WIMBLEDON, ENGLAND - AUGUST 14: A general view of the corner flag prior to the Sky Bet League One match between AFC Wimbledon and Bolton Wanderers at Plough Lane on August 14, 2021 in Wimbledon, England. (Photo by Jacques Feeney/Getty Images)
AFC Wimbledon’s pitch is ready for the Carlisle match (Photo: Getty)

Underneath the pitch at Plough Lane, Wimbledon’s stormwater run-off facility – known as an attenuation tank – had hit its 1,000,000-litre capacity, but the rain kept on coming.

In the space of nine hours, more than three times the usual rain for the whole of September fell. The River Wandle doubled in height to over three metres, its highest level for 11 years, and in some places its highest level ever recorded.

“The tank was full,” Watts recalls.

“That then became quite pressurised, as full things do, because there was no water leaving it, and yet there was water entering it, because there was still water flowing into it from all of our drains and the roof.

“To put it bluntly, it burst.”

It was that catastrophic event that caused the crater to appear in Plough Lane’s pitch, which had otherwise held up well to the rain. The verdant surface was punctuated by an Eton mess of sand, soil and turf, gyrated by the pressure of more than a million litres of water with nowhere to go.

The next day’s game against Newcastle United was postponed and switched to St James’ Park a week later, and a mammoth clean-up operation began.
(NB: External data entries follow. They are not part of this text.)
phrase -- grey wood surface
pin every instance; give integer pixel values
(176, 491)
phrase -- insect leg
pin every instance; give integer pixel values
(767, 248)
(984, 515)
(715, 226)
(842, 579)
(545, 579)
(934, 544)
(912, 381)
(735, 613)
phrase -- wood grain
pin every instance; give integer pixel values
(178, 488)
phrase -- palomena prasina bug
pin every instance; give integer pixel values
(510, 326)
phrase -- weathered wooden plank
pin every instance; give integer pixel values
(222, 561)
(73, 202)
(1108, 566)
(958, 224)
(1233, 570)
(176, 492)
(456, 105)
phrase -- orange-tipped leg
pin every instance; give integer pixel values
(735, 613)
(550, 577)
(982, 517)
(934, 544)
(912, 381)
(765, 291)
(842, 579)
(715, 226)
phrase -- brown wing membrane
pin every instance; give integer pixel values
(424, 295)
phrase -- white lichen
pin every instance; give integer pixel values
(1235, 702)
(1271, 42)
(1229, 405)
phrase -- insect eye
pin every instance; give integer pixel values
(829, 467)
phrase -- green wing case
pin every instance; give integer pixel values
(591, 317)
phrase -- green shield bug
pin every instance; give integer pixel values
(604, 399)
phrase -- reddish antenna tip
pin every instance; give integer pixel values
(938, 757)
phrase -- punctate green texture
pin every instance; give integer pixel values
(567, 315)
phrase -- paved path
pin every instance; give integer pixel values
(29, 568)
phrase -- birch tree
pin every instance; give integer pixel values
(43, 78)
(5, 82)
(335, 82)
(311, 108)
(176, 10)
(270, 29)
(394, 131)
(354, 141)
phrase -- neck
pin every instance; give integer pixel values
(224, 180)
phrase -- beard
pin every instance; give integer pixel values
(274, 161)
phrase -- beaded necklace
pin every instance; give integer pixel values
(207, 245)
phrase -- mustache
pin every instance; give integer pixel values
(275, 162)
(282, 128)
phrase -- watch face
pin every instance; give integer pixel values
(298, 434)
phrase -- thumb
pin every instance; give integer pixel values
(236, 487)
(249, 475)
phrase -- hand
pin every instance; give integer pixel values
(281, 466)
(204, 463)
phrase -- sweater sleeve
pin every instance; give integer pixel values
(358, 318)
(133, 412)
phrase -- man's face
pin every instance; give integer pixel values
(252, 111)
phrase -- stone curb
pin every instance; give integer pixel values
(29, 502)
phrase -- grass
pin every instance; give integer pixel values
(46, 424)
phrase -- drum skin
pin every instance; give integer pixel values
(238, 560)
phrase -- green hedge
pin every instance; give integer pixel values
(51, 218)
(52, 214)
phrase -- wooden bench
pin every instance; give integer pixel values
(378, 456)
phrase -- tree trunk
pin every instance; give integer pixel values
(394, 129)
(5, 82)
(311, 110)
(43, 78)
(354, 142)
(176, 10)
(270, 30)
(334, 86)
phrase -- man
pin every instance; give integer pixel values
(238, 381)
Wimbledon fans were desperate to help, keen to get football “home” as soon as possible – but no one involved is trying to forget this in a hurry.

Lessons will be learned, as much as they can. When the stadium was built, it was subject to a whole host of environmental reports – and the Save Wimbledon Stadium Action group, who protested to save the greyhound stadium that previously stood on the site, has already called the flooding “inevitable”.

But the planning process for the new stadium included reports on flood protections, surface water run-off and levels of the River Wandle, as well as the input of the Environment Agency, but few could have predicted the nine-hour deluge.

“If you look at Hurricane Milton they’ve got in America, it is just off the scale, so all their planning is just totally gone out of the window. Everything they do about how they deal with hurricanes is null and void, because it’s just gone to a level they’ve never seen before,” says Watts, who also sits on the board of the British Association for Sustainable Sport.

“And sadly there just seems to be more frequent extreme level of weather occurring. I know there’s a lot of data on climate change and sustainability, and environmental impact and rising temperatures and what that might mean to the impact. But just anecdotally, I think we are hitting things.

“We’re already in the middle of reviewing, getting loads of information, and if we can make some changes, then we will. But at that moment in time, unfortunately, we had a set of circumstances which put a massive amount of pressure on our system.”

Pressure, the Dons fans might insist, is for tyres.